Les rayons du soleil se montrèrent enfin depuis le ciel où il logeait, plus forts et plus chauds que jamais, réchauffant la peau froide des pirates. Tous les membres de l'équipage du Sunkanam s'étaient endormis sur les lattes en bois du bateau, épuisés par l'épreuve qu'elles venaient d'endurer au cours des derniers jours. Leurs vêtements étaient toujours humides de la pluie qui les avait frappés la nuit passée et trempaient le pont sur lequel elles se reposaient.Seule Maria, le bras droit du capitaine, tournait en rond en se frappant le front, l'esprit tourmenté par les problèmes qui concernaient pourtant toute la flotte. De là où elle se trouvait, sur la partie en hauteur au bout du navire, là où se résidait le gouvernail, il lui était offert une vue panoramique sur l'immensité de l'océan et tout ce qui se présentait devant elles. Or actuellement, tout ce qu'elle vit fut une infinie tache bleue à n'en jamais finir, aucun signe de terre en vue. Elle plissa les yeux en vain dans l'espoir d'apercevoir un bout d'île se dessiner au bout de l'océan qui leur sauverait la vie. Le prochain port se situait à des jours de trajet, peut-être même plusieurs semaines. L'unique espoir auquel elle s'accrochait toujours fut le vent ; s'il soufflait assez fort vers l'Est, alors pourraient-elles peut-être s'en sortir vivantes.
Plus bas, l'agitation se fit ressentir du côté des femmes assoupies. Certaines commencèrent à s'agiter et à s'étirer tout en luttant pour ne pas ouvrir les yeux. Maria saisit alors une corde pendante et, en prenant appui sur le bord, s'élança dans les airs jusqu'à retomber sur l'étage principal du navire. Un bruit résonnant s'échappa des lattes de bois lorsque ses grosses bottes en cuir frappèrent le sol lourdement et soudainement, tous les bustes allongés devant elles se redressèrent brusquement. Des grimaces s'étirèrent sur leur visage fatigués en même temps que le soleil vint leur brûler les yeux. Maria se tint ainsi, le corps tendu et droit, à attendre qu'elles la remarquent, elle et son air sérieux habituel. Tout ce qui vint d'elles fut des gémissements plaintifs. Toutes se tenaient le ventre faiblement, victimes d'une nouvelle famine sévissant. Certaines demandaient à avoir des biscuits secs, d'autres osaient même parler de fruits, quand finalement, la seule chose qui leur fut servi pour le petit-déjeuner n'était d'autre que des flocons d'avoine baignés dans de l'eau de mer.
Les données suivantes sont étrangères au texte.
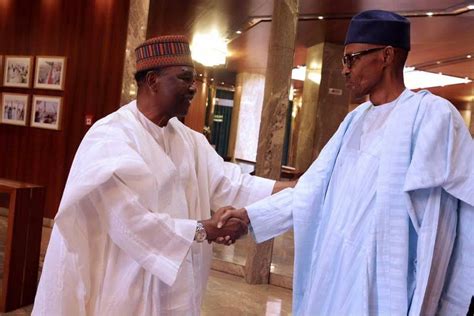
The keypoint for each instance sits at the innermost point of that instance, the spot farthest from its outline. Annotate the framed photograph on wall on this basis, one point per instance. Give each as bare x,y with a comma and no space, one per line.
14,108
1,69
17,71
50,72
46,112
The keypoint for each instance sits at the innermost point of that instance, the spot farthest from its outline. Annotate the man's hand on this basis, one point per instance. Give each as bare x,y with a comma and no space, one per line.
225,214
229,231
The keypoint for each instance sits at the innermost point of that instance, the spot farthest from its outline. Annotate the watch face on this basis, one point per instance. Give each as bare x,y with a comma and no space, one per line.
200,235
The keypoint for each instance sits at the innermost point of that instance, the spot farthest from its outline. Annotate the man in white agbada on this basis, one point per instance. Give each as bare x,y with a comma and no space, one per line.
128,235
383,219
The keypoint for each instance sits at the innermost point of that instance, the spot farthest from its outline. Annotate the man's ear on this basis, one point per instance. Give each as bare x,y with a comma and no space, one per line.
152,81
388,55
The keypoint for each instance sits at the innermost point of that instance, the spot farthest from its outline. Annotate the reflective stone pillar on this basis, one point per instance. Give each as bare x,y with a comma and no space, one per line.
136,34
472,120
246,116
272,128
325,101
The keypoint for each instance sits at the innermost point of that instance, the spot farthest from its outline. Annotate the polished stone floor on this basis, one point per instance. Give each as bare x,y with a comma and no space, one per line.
226,294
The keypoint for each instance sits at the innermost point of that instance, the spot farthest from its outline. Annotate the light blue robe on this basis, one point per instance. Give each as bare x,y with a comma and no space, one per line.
389,256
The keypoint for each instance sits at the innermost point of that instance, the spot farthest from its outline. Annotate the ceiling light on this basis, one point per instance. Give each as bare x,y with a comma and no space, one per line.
209,49
298,73
417,79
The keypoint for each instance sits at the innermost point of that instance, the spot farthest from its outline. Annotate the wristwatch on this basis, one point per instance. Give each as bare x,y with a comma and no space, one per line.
200,234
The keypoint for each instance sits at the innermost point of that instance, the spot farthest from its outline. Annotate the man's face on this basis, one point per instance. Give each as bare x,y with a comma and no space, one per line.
177,89
363,72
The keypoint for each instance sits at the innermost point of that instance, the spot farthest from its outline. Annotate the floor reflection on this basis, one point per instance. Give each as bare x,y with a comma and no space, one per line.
226,295
282,258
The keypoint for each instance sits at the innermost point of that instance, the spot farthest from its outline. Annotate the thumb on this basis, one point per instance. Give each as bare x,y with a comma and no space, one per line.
224,218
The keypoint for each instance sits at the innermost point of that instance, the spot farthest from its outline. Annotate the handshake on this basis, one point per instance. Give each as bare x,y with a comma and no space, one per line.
226,225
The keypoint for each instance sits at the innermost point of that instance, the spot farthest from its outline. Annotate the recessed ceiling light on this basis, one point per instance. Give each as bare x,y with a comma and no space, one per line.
416,79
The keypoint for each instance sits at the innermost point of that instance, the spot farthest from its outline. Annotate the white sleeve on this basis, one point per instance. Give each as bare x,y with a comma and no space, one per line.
156,241
272,216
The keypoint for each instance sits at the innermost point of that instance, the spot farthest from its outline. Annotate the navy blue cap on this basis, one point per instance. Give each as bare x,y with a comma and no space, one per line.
379,27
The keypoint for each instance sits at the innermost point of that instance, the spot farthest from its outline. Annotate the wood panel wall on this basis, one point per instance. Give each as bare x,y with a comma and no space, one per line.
92,35
197,112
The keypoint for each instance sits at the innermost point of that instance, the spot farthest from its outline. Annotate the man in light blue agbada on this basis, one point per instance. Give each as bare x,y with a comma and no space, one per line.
383,218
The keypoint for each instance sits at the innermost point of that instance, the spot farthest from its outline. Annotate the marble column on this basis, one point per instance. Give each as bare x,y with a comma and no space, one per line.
246,116
471,127
325,101
136,34
272,127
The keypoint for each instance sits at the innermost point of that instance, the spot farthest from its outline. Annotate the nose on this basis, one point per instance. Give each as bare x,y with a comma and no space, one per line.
345,70
193,88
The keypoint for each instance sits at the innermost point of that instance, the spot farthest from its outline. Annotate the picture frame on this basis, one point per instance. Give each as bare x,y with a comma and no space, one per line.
17,71
1,70
46,112
50,72
14,108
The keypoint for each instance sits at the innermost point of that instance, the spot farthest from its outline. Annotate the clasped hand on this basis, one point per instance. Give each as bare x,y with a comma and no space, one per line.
226,225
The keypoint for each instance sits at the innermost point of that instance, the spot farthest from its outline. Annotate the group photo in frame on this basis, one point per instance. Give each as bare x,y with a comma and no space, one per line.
1,70
17,71
50,72
14,108
46,112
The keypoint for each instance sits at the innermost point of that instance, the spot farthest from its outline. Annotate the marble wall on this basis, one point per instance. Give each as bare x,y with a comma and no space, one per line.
136,34
249,90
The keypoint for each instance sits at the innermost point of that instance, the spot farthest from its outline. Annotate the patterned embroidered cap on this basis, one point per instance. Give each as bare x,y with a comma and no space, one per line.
162,51
379,27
Les temps étaient durs. Il n'y avait plus rien à se mettre sous la dent, plus rien pour faire cesser les cris provenants de leur estomac. Après leur épreuve au sein de la tempête qu'elles venaient de remporter, il ne leur restait presque aucune provision. Beaucoup de leurs réserves avaient été perdues lors des tempêtes qui avaient secoué le Sunkanam. L'équipage croulait désormais sous la faim, forcé de rationner le moindre grain de riz jusqu'à ce qu'elles atteignent le prochain port. Le corps des femmes était faible, sans ressource, se battant pour pouvoir encore tenir debout et servir au profit de cette flotte.
Maria ne supportait plus de voir les mines dégoûtées de ses amies en train de manger cette soupe de mer infâme, elle s'en alla vers la pièce principale intérieure. Ici se trouvait la chambre de la capitaine. Personne n'avait le droit d'y pénétrer à part la capitaine et Maria, qui était une chère amie à elle. Ainsi elle frappa contre la porte, polie comme elle avait été élevée. Derrière la porte résonna doucement l'écho de la voix d'Adèle.
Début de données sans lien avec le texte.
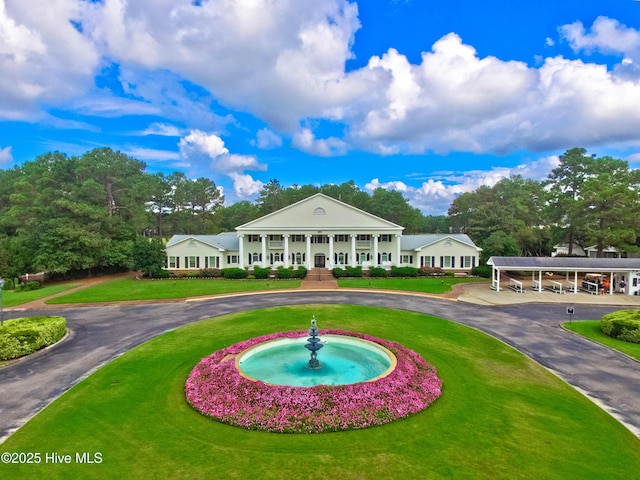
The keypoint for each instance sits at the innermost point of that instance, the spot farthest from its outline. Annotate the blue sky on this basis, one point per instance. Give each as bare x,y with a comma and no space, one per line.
429,98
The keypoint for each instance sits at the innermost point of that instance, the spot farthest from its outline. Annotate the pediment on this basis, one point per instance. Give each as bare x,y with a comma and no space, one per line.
316,213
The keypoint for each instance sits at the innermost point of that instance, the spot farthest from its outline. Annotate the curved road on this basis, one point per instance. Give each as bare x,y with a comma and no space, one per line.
99,334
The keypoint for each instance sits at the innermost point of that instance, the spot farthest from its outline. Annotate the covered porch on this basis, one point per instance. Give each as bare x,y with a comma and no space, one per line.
590,275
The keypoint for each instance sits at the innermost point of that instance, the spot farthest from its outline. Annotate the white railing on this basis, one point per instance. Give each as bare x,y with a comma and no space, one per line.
555,287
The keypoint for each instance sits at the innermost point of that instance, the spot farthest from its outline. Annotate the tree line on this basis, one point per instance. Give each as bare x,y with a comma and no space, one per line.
98,211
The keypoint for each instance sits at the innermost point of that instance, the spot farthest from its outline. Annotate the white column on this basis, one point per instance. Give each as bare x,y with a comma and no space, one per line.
353,250
263,239
308,237
540,281
241,250
286,251
331,254
374,263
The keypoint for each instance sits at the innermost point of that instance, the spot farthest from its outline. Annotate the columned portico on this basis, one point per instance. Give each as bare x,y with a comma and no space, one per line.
374,260
331,262
308,256
353,251
286,251
263,241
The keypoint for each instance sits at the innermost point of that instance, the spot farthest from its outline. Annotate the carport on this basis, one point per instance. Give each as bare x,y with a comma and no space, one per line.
619,274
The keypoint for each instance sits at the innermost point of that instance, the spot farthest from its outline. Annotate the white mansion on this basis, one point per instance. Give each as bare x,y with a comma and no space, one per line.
321,232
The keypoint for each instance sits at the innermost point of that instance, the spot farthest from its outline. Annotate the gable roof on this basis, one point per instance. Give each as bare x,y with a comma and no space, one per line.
319,212
417,242
222,241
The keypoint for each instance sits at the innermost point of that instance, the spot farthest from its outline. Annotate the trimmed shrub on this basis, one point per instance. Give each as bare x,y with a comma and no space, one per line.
431,272
159,274
210,273
483,271
284,273
623,325
28,286
234,273
404,271
377,272
300,272
353,272
261,273
23,336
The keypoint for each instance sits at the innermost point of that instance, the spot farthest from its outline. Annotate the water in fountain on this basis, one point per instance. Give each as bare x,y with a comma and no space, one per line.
314,345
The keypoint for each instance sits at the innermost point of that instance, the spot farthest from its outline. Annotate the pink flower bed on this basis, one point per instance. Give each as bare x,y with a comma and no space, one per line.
216,389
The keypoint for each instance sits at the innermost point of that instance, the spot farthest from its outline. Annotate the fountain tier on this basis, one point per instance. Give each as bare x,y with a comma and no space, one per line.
345,360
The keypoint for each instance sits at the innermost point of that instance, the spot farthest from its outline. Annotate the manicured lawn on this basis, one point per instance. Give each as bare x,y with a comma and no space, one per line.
591,329
11,298
501,416
424,284
131,289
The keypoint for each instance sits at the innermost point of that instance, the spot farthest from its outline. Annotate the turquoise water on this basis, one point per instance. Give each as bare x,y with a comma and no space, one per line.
344,360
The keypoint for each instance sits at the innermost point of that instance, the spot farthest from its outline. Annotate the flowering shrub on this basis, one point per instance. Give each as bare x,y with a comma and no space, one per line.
216,389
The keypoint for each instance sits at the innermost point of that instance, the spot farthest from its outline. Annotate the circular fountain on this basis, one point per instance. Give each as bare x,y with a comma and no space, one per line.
345,360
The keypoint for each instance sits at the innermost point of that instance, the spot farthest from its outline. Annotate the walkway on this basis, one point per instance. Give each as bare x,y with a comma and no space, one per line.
101,333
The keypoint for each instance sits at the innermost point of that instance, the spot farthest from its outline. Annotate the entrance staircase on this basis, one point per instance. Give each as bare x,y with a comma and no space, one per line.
319,278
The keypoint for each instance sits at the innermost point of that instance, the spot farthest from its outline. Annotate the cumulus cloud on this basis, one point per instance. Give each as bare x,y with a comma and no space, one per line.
44,56
266,139
306,141
5,156
434,196
200,148
162,129
607,36
285,63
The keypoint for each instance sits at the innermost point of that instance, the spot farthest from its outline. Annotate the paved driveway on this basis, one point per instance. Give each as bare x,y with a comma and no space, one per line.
99,334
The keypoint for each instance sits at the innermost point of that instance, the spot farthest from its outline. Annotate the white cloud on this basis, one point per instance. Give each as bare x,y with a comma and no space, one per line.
200,147
435,195
606,34
266,139
162,129
43,57
306,141
152,154
245,186
5,156
284,62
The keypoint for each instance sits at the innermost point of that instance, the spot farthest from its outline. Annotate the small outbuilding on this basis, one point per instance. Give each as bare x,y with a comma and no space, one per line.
590,275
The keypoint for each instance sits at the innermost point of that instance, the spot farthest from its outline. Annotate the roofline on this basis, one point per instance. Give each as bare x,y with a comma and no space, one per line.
478,249
198,238
320,194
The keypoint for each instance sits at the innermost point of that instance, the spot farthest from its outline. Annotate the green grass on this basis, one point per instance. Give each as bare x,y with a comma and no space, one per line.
591,329
426,285
501,416
12,298
130,289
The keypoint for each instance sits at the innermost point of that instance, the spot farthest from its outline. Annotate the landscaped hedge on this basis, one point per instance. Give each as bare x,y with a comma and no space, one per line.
23,336
405,271
377,272
261,273
623,325
300,272
483,271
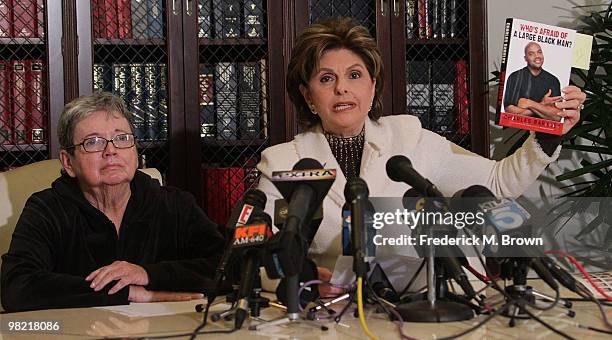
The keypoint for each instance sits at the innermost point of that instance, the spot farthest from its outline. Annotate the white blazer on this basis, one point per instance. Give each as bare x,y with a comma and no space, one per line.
447,165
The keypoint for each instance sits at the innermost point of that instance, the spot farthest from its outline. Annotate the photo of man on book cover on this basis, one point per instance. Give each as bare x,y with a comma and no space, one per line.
538,61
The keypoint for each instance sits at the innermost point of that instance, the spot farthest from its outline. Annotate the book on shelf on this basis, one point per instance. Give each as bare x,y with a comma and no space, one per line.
40,18
163,102
360,10
155,19
204,18
444,18
24,18
136,100
435,17
226,85
139,19
227,19
35,117
462,97
443,93
249,100
452,4
424,19
6,21
222,188
124,18
18,105
418,90
151,80
6,131
253,19
206,92
411,19
536,63
109,25
102,77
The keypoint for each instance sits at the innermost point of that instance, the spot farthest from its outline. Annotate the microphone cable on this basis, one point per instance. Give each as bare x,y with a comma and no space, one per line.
364,325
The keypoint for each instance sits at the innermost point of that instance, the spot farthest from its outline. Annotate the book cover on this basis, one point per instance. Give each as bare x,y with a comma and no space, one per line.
453,17
124,17
24,19
6,20
155,19
97,19
444,19
151,100
139,19
163,102
249,100
360,10
443,101
40,18
207,101
35,112
6,132
418,91
435,17
264,98
122,88
102,77
253,19
424,20
536,64
110,25
137,103
411,19
18,107
227,19
462,97
226,86
204,18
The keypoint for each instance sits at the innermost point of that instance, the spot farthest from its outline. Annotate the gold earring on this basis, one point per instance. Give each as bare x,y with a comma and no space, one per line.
313,109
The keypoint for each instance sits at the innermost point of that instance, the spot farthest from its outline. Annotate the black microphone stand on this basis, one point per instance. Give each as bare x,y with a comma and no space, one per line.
437,304
519,295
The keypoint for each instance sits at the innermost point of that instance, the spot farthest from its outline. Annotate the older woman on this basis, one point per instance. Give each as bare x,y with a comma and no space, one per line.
335,79
105,233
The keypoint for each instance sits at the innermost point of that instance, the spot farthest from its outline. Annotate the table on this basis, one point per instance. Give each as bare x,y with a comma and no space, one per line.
79,323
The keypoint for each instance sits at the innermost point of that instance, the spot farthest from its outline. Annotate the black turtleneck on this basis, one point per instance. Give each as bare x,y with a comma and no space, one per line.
348,152
61,238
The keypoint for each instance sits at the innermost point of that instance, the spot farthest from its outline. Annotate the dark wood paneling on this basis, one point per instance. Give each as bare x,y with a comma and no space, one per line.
70,50
383,37
177,171
277,22
55,17
479,106
396,69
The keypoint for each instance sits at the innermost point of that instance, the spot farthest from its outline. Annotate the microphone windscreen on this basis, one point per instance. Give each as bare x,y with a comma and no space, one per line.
255,197
355,187
395,165
307,163
260,216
— Capitaine, elle la salua d'une référence, ne vous joignez-vous pas à nous ce matin ?
Adèle, qui était assise à son bureau, releva les yeux vers Maria. Elle était déjà vêtue de sa tenue de pirate ; sa chemise blanche épousait à la perfection les courbes de sa taille grâce au corset qui serrait son corps sous ses seins, tandis que les manches lanternes tombaient sur ses mains de ses bouts en dentelle et que des bottes en cuir remontait jusqu'en haut de ses mollets. Maria croisa alors son regard éteint, accompagné de larges cernes bleus et d'une couleur de peau terne.
— Quel genre de capitaine serais-je si je ne laissais pas manger mes matelots à ma place ? Rétorqua-t-elle.
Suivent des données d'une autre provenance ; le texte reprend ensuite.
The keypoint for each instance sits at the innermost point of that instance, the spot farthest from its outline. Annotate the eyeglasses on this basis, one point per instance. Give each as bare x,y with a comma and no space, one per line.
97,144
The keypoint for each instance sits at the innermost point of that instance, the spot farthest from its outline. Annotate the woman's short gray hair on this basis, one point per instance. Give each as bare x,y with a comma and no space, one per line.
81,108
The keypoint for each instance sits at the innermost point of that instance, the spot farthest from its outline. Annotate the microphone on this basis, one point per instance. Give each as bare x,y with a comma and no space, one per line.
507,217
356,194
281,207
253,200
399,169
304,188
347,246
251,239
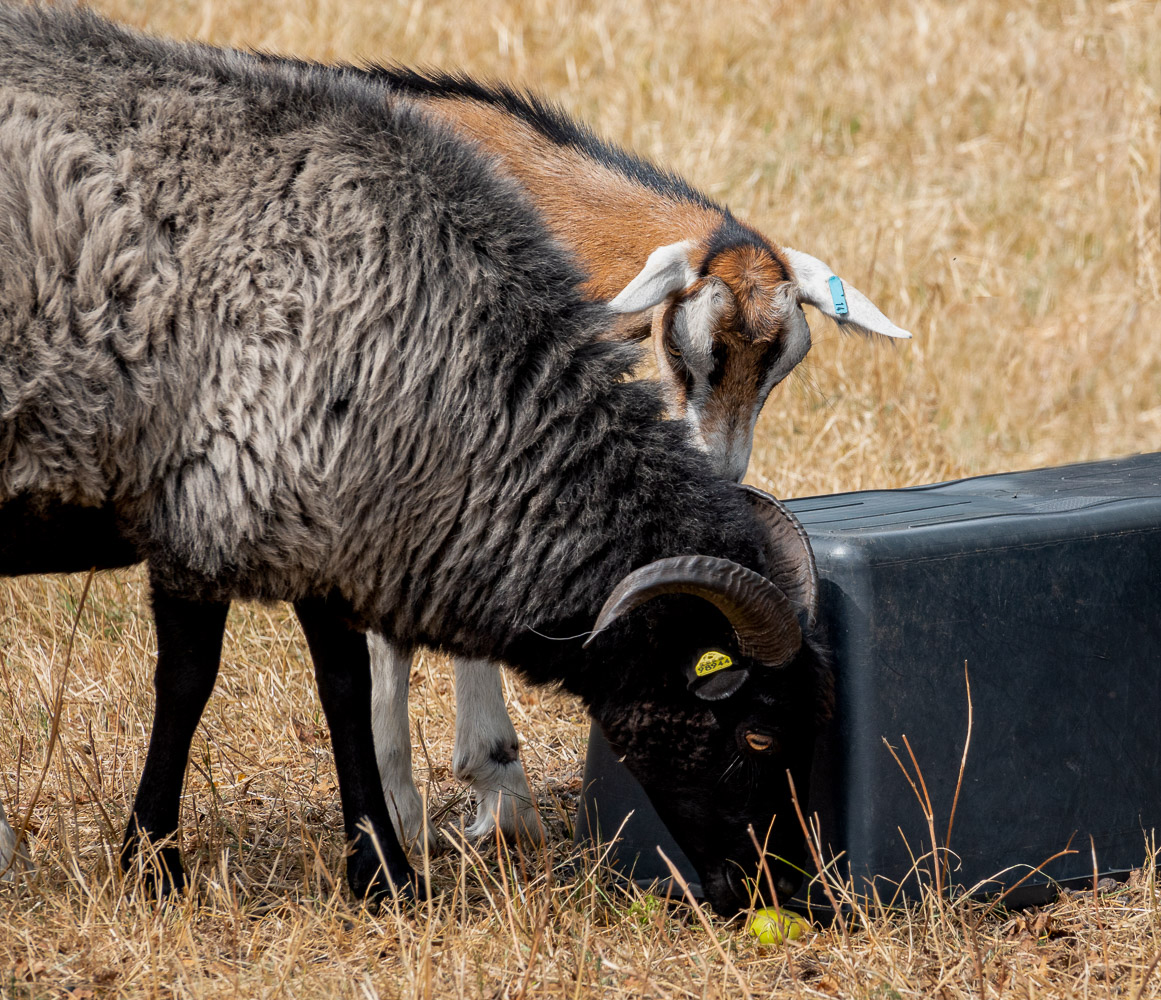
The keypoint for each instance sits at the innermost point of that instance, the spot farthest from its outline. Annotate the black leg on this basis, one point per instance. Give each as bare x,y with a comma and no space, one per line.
188,650
343,670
— Enfin, Capitaine ! Vous devez vous nourrir !
Elle savait que cette conversation ne mènerait à rien. Elle connaissait Adèle mieux que quiconque et si elle avait décidé de ne pas manger pour donner plus aux autres, alors elle ne mangerait pas. Aussi difficile que cela l'était pour elle de voir sa tendre amie se priver, elle en était reconnaissante. Elle n'imaginerait pas assumer le rôle de capitaine, pas après avoir vu tout ce dont Adèle était capable de faire.
Au lieu de tenter de la convaincre comme n'importe qui l'aurait fait, Maria s'avança davantage vers Adèle, se plaça derrière la chaise puis posa ses mains sur les épaules de la jeune femme. Quelques-uns de ses cheveux blonds se coincèrent sous les doigts abîmés de la plus vieille. Elle sentit Adèle se tendre sous son toucher et la fixer à travers le miroir.
— Quels sont les ordres, Capitaine ?
— Tenir bon, c'est tout ce que nous pouvons faire, répondit-elle sans grande conviction. Prions les dieux et attendons que les vents se lèvent. Ils vous conduiront jusqu'à la terre.
— J'aimerais que les choses soient différentes...
— Moi aussi.
Les deux femmes furent interrompues dans leur conversation par les voix de l'équipage provenant de l'extérieur. Elles se regardèrent en fronçant les sourcils, se demandant bien ce qui pouvait bien causer un tel chaos chez les pirates du bateau. Les mots qu'elles hurlaient n'étaient pas descriptibles depuis la chambre, et furent perçus comme de vastes échos lointains. Intriguée, Adèle quitta sa chaise, se coiffa de son chapeau de capitaine puis se lança dans une marche assurée vers le pont. Dehors, les bols du déjeuner avaient été abandonnés sur le sol aux côtés de couverts usagés.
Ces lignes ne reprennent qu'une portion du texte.